I can feel tears on my face, and I don't know if they're for myself and my restricted powers, for the creatures I have been forced to kill, for the people who have died, or just in memory of the terror the wraith inflicted on me.
I crouch down there in the middle of the beast pens, feeling the pain of everything that has happened, along with all the fears that the wraith has brought up in me. I shake with it, and even as I do so, there is another presence there.
“Lyra?” Alaric says as he approaches. “I was starting to get worried when I couldn't find you. After what happened, I thought they might have… done something to hurt you.”
He crouches there beside me, putting a hand on my shoulder as if to steady me. That contact seems to ground me. It is the gentlest thing I have seen from him.
“I thought you didn't care,” I say.
“We will see what we need to in order to get through this,” Alaric replies.
I nod, swallowing back my tears as best as I can. “Have you… have you seen Rowan?
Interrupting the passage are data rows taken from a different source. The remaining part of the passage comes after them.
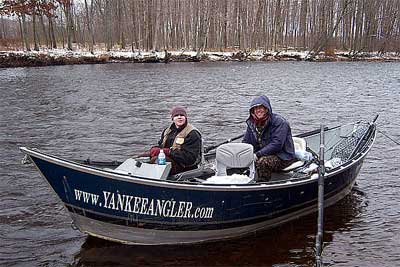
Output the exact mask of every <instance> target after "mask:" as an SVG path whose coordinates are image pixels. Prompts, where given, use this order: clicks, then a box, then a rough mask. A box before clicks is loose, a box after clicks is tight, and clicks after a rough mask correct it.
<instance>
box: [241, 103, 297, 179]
mask: <svg viewBox="0 0 400 267" xmlns="http://www.w3.org/2000/svg"><path fill="white" fill-rule="evenodd" d="M249 113H250V116H249V118H248V119H247V121H246V123H247V130H246V133H245V135H244V138H243V142H244V143H248V144H251V145H252V146H253V148H254V157H255V163H256V169H257V181H269V180H270V179H271V173H272V172H276V171H279V170H282V169H284V168H286V167H288V166H289V165H291V164H292V163H293V162H295V161H296V159H295V152H294V145H293V138H292V131H291V129H290V125H289V123H288V122H287V121H286V120H285V118H283V117H282V116H280V115H279V114H276V113H273V112H272V107H271V104H270V101H269V99H268V97H266V96H258V97H256V98H254V99H253V101H251V104H250V108H249Z"/></svg>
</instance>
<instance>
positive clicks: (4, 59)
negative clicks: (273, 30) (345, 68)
mask: <svg viewBox="0 0 400 267" xmlns="http://www.w3.org/2000/svg"><path fill="white" fill-rule="evenodd" d="M167 53H168V57H167V58H166V55H167V54H166V52H165V51H161V52H160V51H150V52H144V51H134V52H132V51H110V52H107V51H104V50H96V51H95V52H94V53H93V54H92V53H90V52H88V51H84V50H74V51H69V50H66V49H50V50H47V49H42V50H40V51H0V59H1V60H2V61H1V62H0V66H6V67H8V66H15V65H18V66H20V65H24V62H23V60H30V59H39V60H40V61H41V65H43V62H44V63H46V60H48V61H49V65H51V62H50V61H53V62H52V64H59V63H54V61H58V60H61V61H63V62H64V63H66V64H76V63H81V64H82V63H96V62H100V61H101V62H102V63H106V62H110V61H118V60H120V61H139V62H146V61H148V62H154V61H156V62H157V61H160V62H162V61H164V60H166V59H168V60H170V61H190V60H194V59H199V60H201V61H235V60H236V61H237V60H240V61H259V60H260V61H261V60H262V61H275V60H307V59H308V57H309V51H295V50H286V51H279V52H276V51H262V50H256V51H250V52H248V51H236V52H210V51H209V52H202V53H198V52H196V51H185V50H181V51H168V52H167ZM355 56H356V57H355ZM15 58H18V60H20V61H21V62H18V64H13V62H10V61H12V60H15ZM354 59H357V60H370V61H373V60H377V61H379V60H400V55H399V54H396V53H386V54H384V55H380V54H379V53H378V52H373V53H357V55H353V54H351V53H350V52H348V51H335V54H334V56H332V55H329V56H325V55H324V53H320V55H318V56H317V57H315V60H331V61H335V60H338V61H342V60H343V61H344V60H354ZM29 63H30V64H26V65H35V63H33V64H32V62H29ZM7 64H8V65H7Z"/></svg>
I haven't seen him since I got back from the arena.”
“You're worried about him?” Alaric says.
“The wraith… it showed me all the people I care about being hurt. Him, my mother, you.”
“Me?” Alaric sounds surprised. “And there I thought I told you not to go around caring for people, Lyra.” He stops, though, obviously realizing that this isn't a moment for his usual arrogance and humor. “Rowan is fine. I hear he went to the reception area. Some of the noble women called for him.”
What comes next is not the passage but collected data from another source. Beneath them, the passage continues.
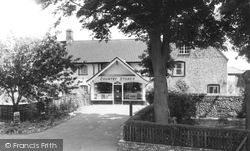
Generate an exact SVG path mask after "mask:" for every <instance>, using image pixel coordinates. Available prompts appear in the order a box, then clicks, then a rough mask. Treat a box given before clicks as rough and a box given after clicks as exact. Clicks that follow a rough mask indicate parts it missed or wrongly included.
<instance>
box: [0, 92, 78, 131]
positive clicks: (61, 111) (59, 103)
mask: <svg viewBox="0 0 250 151" xmlns="http://www.w3.org/2000/svg"><path fill="white" fill-rule="evenodd" d="M55 102H57V103H55ZM78 106H79V105H78V102H77V100H76V97H75V96H74V95H71V96H68V97H63V98H60V99H58V100H54V101H52V100H48V101H44V102H36V103H28V104H20V105H19V112H20V122H19V123H14V122H13V106H12V105H0V109H1V110H0V121H4V122H2V124H0V134H28V133H36V132H41V131H44V130H47V129H49V128H51V127H53V126H56V125H58V124H60V123H62V122H64V121H66V120H68V119H70V118H72V117H74V116H76V115H77V112H76V110H77V108H78Z"/></svg>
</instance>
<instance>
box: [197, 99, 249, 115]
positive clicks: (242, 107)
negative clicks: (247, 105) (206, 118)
mask: <svg viewBox="0 0 250 151" xmlns="http://www.w3.org/2000/svg"><path fill="white" fill-rule="evenodd" d="M243 102H244V96H209V95H206V96H204V97H201V96H200V99H199V100H197V102H196V109H197V110H196V117H197V118H236V117H237V116H239V114H240V113H242V112H244V109H243V107H244V106H243V105H244V103H243Z"/></svg>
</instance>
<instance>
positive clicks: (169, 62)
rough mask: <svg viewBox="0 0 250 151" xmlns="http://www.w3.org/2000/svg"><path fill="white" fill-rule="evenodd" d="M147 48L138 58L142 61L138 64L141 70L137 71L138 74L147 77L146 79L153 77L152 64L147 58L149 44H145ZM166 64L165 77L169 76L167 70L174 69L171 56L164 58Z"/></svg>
mask: <svg viewBox="0 0 250 151" xmlns="http://www.w3.org/2000/svg"><path fill="white" fill-rule="evenodd" d="M147 45H148V48H147V49H146V50H145V51H144V53H143V54H142V55H140V56H139V58H140V59H141V60H142V61H141V63H140V64H139V65H140V66H142V69H141V70H139V72H140V73H141V74H142V75H145V76H148V77H154V70H153V64H152V61H151V59H150V57H149V52H150V44H147ZM166 60H168V61H167V63H166V67H165V68H166V69H165V70H166V75H167V76H169V73H168V70H169V69H172V68H173V67H174V60H173V59H172V58H171V56H170V55H169V56H167V58H166Z"/></svg>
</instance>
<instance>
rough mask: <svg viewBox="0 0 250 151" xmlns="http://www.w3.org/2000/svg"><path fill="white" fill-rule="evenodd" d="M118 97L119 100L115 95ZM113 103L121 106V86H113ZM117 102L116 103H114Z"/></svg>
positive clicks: (121, 99)
mask: <svg viewBox="0 0 250 151" xmlns="http://www.w3.org/2000/svg"><path fill="white" fill-rule="evenodd" d="M117 88H118V89H120V92H116V90H117ZM117 93H118V95H119V98H116V95H117ZM113 95H114V103H113V104H122V96H123V95H122V84H114V94H113ZM116 102H118V103H116Z"/></svg>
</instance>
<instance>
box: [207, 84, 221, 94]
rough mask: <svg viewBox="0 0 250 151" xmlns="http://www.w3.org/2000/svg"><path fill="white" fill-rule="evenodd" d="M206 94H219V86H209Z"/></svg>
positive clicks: (219, 90) (217, 84)
mask: <svg viewBox="0 0 250 151" xmlns="http://www.w3.org/2000/svg"><path fill="white" fill-rule="evenodd" d="M207 93H209V94H218V93H220V85H218V84H209V85H208V86H207Z"/></svg>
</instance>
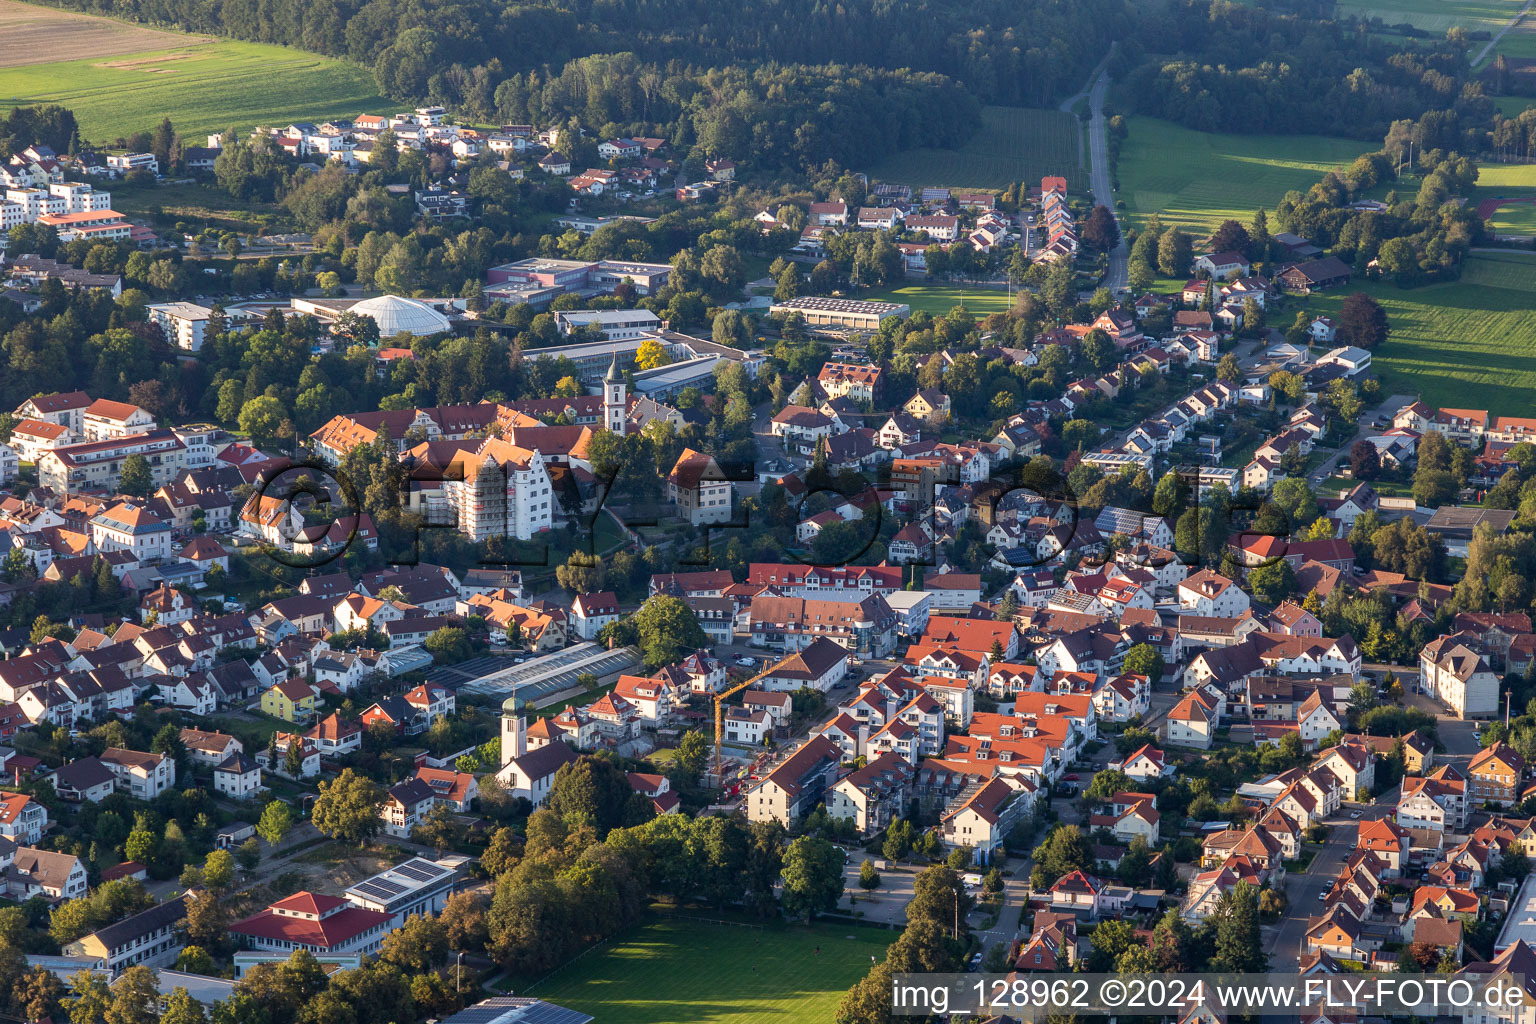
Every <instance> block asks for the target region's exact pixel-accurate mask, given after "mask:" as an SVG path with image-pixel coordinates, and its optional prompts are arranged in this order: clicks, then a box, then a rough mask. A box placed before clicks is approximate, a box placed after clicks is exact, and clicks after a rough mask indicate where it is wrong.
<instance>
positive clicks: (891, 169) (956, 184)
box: [869, 106, 1087, 189]
mask: <svg viewBox="0 0 1536 1024" xmlns="http://www.w3.org/2000/svg"><path fill="white" fill-rule="evenodd" d="M1080 134H1081V132H1080V130H1078V123H1077V118H1074V117H1072V115H1071V114H1063V112H1060V111H1034V109H1028V107H1015V106H989V107H985V109H983V111H982V130H980V132H977V135H975V138H972V140H971V141H969V143H966V144H965V146H962V147H960V149H908V150H905V152H900V154H895V155H894V157H888V158H885V160H883V161H880V163H879V164H877V166H876V167H872V169H871V172H869V173H871V177H872V178H874V180H876V181H891V183H895V184H911V186H948V187H957V189H1003V187H1006V186H1009V184H1012V183H1015V181H1034V183H1037V184H1038V181H1040V178H1041V177H1044V175H1064V177H1066V181H1068V187H1071V189H1083V187H1087V173H1086V172H1084V170H1083V167H1081V164H1080V163H1078V161H1080V155H1078V137H1080Z"/></svg>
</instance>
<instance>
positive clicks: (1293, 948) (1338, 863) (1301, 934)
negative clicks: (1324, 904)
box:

I breathe a sigh of relief at the news that Rowan is not hurt. I know I should have had more confidence in him, but after what the wraith showed me, I'm grateful for the reassurance. Although it's not entirely reassuring. The idea of Rowan up there with a cluster of noble women represents a different kind of danger for him. And… maybe I feel a little jealous.
It's strange that Alaric is the one here.
“Did you just come here for the healing?” I ask him.
“I came here to find you,” he replies. “I figured if you were anywhere, you would come here. What happened to you after your fight? I know they took you to see Lady Selene.”
I hold up my arm for him to see. “They put this on me. To dampen my powers.”
Alaric looks horrified by that. “But that's… that's the kind of thing they do to criminals, or social outcasts or…”
“Or slave gladiators who can't control their powers and almost kill everyone,” I say, unable to keep the bitterness out of my voice. “My patron was the one who suggested it.”
“What kind of patron would do that?” Alaric demands. “It must be some kind of political game, but I can't see it. And if it hurts you like this… no, they can't do this to you.”
“They can,” I say. “They have. And… the alternatives were worse.”
I'm still crouched there, but Alaric draws me slowly to my feet. “You need to stay strong, Lyra.”
“How?” I ask. “How do you do it? You laugh at the danger and pretend like none of it matters.”
“But itispretense,” Alaric says. His expression clouds over with unhappiness. It seems like one of the rare occasions when I’m looking at the real him rather than the façade he puts up. “Sometimes that's what you have to do to get through the worst of this.”
“Is it different when you're a free gladiator?” I ask.
“I wish it were,” Alaric says. “You asked me before who my patron is. Who keeps calling me out of the fortress? The truth is… it's my mother.”
“Your mother?” I say. Of course, it's obvious that Alaric would have family somewhere in Aetheria. It's just as obvious that they would want to see him. What's less obvious is the way they've done it. “Why would she do it that way? And why keep it a secret?”
That gets another look of pain from Alaric.
“The truth is, when I say I'm here for honor and glory, what I mean is that I need them. Growing up, I was… kind of spoiled, I guess. The second son, never going to inherit. Kind of a screw up. I would run around the city doing what I wanted, partying, sleeping with who I wanted, causing trouble. I didn't care because there weren't any consequences for it.”
That sounds only a step away from who Alaric is, or who he pretends to be, at least.
“It got to the stage where my father was ready to disown me,” Alaric says. “Or at least, to arrange a posting for me to the furthest reaches of the empire and never have to worry about me again. He'd actually set it all up. He never wanted to see me again.”
“That’s… terrible,” I say. I had assumed that Alaric’s past was easy, filled with all the delights of nobility.